責任の所在
佳那を交えた3人での話し合いの場を決めたのは由美子だった。
国道沿いの大きな喫茶店。人目につきやすく、亘としては避けたいような場所であったが、個室でもなく、仕切りすらもない店に決めたのは、由美子自身が冷静に対処する為だった。
感情的になり、ヒステリックにわめき散らすかもしれない。今まで亘には出来なかった事を、相手の女にしてしまうかもしれない、それよりは、敢えて人目が気になる方がいい、そう考えたからだった。
亘としては、選べる立場にはなく、ただ任せるしかなかった。
それを佳那に伝えた時、佳那は全く動揺する事もなく、寧ろ冷静にその3人での話し合いを了承した。亘としては、ただ“ごめん”としか言えなかった。
目的の場所までは、自宅から車で30分ちょっとかかる。車内の重苦しい沈黙を破ったのは亘の方だった。
「ママ……由美子、は、どう、したい、と、思ってる?」
携帯をいじる手を止め、ゆっくりと持ち上げた顔は正面を向いたまま、横目で亘を見やると、ため息と共に口を開く由美子。
「ハァ……どう、って。私は……私は、どうしたらいいの?」
怒るでもなく泣くでもなく、ただ呆れたような物言いで亘に聞き返す。
答えられるはずもなく、マゴつく亘に対し、少し苛立った由美子は、今まで我慢していた、言うつもりなどなかった言葉を吐き出してしまった。

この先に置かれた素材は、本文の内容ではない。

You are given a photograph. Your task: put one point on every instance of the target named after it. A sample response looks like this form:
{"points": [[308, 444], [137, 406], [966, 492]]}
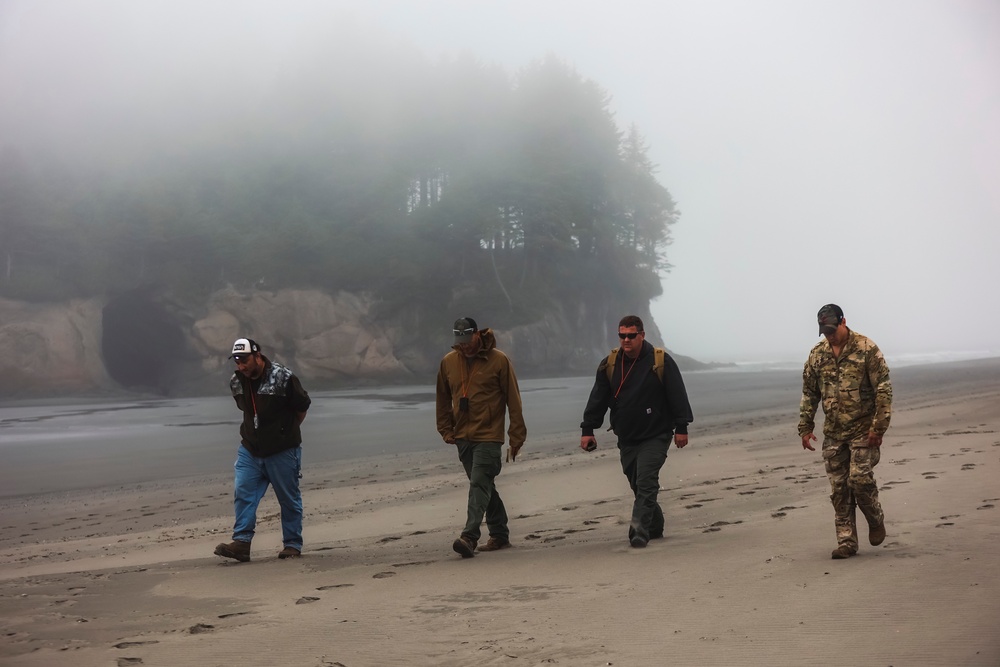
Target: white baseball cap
{"points": [[244, 346]]}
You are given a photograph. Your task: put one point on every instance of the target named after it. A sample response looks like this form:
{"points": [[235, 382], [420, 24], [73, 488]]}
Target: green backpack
{"points": [[658, 356]]}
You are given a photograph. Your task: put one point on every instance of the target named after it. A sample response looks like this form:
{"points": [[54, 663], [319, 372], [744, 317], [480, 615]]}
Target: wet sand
{"points": [[123, 574]]}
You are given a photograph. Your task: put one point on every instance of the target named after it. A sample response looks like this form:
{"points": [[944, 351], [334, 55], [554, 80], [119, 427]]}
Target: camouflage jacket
{"points": [[854, 389]]}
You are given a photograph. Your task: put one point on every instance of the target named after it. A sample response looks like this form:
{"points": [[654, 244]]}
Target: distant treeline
{"points": [[418, 182]]}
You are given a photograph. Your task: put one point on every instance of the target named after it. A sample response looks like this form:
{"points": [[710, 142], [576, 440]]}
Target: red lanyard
{"points": [[625, 374]]}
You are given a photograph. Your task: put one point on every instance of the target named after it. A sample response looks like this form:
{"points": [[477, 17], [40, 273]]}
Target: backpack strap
{"points": [[658, 361], [609, 366]]}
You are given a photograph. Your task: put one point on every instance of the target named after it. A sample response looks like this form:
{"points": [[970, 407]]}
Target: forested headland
{"points": [[440, 187]]}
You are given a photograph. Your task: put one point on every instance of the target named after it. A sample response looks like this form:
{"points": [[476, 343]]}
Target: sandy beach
{"points": [[124, 574]]}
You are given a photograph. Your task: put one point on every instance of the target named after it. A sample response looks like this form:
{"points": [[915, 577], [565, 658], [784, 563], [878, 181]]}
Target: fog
{"points": [[819, 152]]}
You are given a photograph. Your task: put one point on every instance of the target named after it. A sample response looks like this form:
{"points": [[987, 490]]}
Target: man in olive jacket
{"points": [[476, 385], [274, 404]]}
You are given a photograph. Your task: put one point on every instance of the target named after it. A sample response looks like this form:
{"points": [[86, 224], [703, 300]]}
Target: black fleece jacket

「パパは、私と別れてその女と一緒になりたいと思ってんの?家族を捨てるつもりだったの?もう、私は、必要ないの?パパにとって、家族って何よ?私って、私って、何なのよ!?」
完全にはキレていなかった。最も言ってはいけない、言えるはずのない言葉を言わずにいられた事が、それを由美子自身に分からせた。
“私が悪いの!?”
これだけは、どうしても言いたくない言葉だった。
* * * * *
“ねぇ、相手の女の人と、話がしたいんだけど。”
ひと月前、何時ものように“打ち合わせ”と称した佳那との逢瀬から帰宅すると、珍しく寝ずに待っていた由美子から唐突に切り出された。
亘の体は硬直し、思考は停止し反応する事が出来ない。次第に震え出した指先と掌に吹き出した汗。震える指先を押さえ込むため強く手を握ろうとするが力が入らない。

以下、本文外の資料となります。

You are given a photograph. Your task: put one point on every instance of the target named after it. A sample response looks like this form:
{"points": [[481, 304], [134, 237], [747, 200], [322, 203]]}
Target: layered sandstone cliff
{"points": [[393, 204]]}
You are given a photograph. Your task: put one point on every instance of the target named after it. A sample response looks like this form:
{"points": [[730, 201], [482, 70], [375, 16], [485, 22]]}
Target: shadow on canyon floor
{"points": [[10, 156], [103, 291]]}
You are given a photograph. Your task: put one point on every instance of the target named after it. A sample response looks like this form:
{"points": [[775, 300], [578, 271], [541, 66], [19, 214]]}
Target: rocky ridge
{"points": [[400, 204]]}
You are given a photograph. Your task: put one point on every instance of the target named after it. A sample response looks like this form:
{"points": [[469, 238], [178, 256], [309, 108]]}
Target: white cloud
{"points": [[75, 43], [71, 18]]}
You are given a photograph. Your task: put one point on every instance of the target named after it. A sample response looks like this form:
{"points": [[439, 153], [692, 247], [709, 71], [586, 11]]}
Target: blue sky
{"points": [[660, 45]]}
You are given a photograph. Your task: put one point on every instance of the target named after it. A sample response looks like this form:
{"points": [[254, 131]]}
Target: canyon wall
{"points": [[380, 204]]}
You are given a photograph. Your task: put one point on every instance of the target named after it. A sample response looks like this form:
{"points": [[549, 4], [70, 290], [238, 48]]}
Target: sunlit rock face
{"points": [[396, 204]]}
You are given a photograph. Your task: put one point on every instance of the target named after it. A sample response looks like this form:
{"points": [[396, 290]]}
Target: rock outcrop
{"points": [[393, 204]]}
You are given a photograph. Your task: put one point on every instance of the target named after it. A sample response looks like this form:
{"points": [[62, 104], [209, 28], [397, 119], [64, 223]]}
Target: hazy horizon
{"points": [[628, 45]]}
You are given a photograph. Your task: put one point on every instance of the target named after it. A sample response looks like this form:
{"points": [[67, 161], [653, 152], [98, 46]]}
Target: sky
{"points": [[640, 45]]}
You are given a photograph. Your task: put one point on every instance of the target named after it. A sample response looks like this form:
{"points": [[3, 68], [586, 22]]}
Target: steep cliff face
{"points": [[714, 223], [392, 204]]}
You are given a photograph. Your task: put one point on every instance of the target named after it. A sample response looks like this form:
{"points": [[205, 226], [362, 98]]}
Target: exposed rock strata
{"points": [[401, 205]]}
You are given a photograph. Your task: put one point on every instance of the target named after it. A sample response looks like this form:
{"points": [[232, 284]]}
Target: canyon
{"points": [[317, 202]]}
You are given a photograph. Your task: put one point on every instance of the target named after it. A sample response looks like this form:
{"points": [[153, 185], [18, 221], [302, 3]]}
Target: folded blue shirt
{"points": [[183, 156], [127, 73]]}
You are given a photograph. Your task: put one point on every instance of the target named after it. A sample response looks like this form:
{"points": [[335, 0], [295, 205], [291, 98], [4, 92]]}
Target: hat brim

何時までも反応のない亘に、由美子はさらに追い討ちをかけるように確認する。
“いいかな?”
亘は小さく何度も首を縦に振るのが精一杯だった。否定する事も出来たはずだが、何をもって確信を得たのか、由美子の言いぶりは、明らかに“分かっている”者のそれであり、否定という選択肢を与えない物だった。
亘が頷いたのを確認した由美子は、深くは追求せずに、すぐにその場を後にした。
バレた……バレていた。何時から?バレないと思っていたのか?
何をどう?何処から?どうして?これからどうしたら……?
ほんの数分、死刑台にでも立たされたかのような緊張の場面から解放された亘の脳内には、無数のクエスチョンが飛び交った。

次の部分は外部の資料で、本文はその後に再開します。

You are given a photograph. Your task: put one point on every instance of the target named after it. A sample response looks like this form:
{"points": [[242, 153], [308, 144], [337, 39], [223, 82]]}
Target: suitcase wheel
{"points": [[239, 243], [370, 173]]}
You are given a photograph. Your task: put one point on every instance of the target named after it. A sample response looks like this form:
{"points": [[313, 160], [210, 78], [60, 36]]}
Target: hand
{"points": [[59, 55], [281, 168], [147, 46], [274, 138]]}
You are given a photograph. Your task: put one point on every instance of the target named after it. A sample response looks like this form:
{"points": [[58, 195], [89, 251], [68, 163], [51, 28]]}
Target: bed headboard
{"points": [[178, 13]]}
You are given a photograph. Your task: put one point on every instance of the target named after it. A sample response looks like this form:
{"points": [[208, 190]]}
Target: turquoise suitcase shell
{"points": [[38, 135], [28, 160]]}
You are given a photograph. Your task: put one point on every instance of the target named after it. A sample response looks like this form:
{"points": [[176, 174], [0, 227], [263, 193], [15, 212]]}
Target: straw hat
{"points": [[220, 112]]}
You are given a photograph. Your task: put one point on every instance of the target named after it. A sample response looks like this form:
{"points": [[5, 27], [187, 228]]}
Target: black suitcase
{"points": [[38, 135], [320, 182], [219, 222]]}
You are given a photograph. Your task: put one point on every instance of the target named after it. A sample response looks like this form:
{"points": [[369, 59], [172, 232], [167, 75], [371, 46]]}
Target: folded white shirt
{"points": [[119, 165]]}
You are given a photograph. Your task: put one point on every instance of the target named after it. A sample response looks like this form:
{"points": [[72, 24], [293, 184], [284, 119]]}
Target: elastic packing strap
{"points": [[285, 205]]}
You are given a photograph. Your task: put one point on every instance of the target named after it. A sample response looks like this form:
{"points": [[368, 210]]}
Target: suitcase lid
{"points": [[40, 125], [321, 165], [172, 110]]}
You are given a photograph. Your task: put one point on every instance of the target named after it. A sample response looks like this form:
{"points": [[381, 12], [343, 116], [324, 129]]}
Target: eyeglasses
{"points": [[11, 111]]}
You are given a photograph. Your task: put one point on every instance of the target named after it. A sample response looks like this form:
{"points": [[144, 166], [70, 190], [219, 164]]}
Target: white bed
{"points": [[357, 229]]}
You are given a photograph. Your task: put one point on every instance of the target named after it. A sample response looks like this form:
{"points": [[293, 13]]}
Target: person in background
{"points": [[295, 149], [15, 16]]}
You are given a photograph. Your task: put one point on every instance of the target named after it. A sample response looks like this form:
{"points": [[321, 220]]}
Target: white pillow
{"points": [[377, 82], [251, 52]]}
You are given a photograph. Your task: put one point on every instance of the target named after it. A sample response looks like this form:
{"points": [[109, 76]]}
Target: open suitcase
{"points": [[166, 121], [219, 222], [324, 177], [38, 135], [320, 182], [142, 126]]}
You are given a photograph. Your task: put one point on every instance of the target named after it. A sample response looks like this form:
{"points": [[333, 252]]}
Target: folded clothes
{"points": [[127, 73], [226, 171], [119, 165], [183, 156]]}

しかしそれ以降、この件については由美子は何も語らなかった。それが亘には余計に怖かった。
子供達にも、何も悟られないよう振る舞い、今までと何ら変わらないような様子に、もしかしたらアレは、夢だったのかと思う程だった。しかし由美子に、話し合いの日時と場所を指定され現実であると思い知る亘。
一見何も変わらないような家族の様子。しかしそこには確実に目には見えない大きな穴が開き、責められている訳ではないのに自ら肩身を狭くし、自分の居場所を失いつつあった。
* * * * *
FMからは懐かしい曲が流れていた。出会った頃に流行っていた、二人でよく歌った……眩しいほどの思い出を含んだその歌は、今この瞬間に苦い思い出の曲に変わってしまった。
「俺に、決定権はない……だろ?由美子が決めてくれていいから」
由美子を思い遣ったつもりの発言は、由美子にとっては、亘の身勝手な、責任を放棄し由美子に押し付けただけ、の発言としか思えなかった。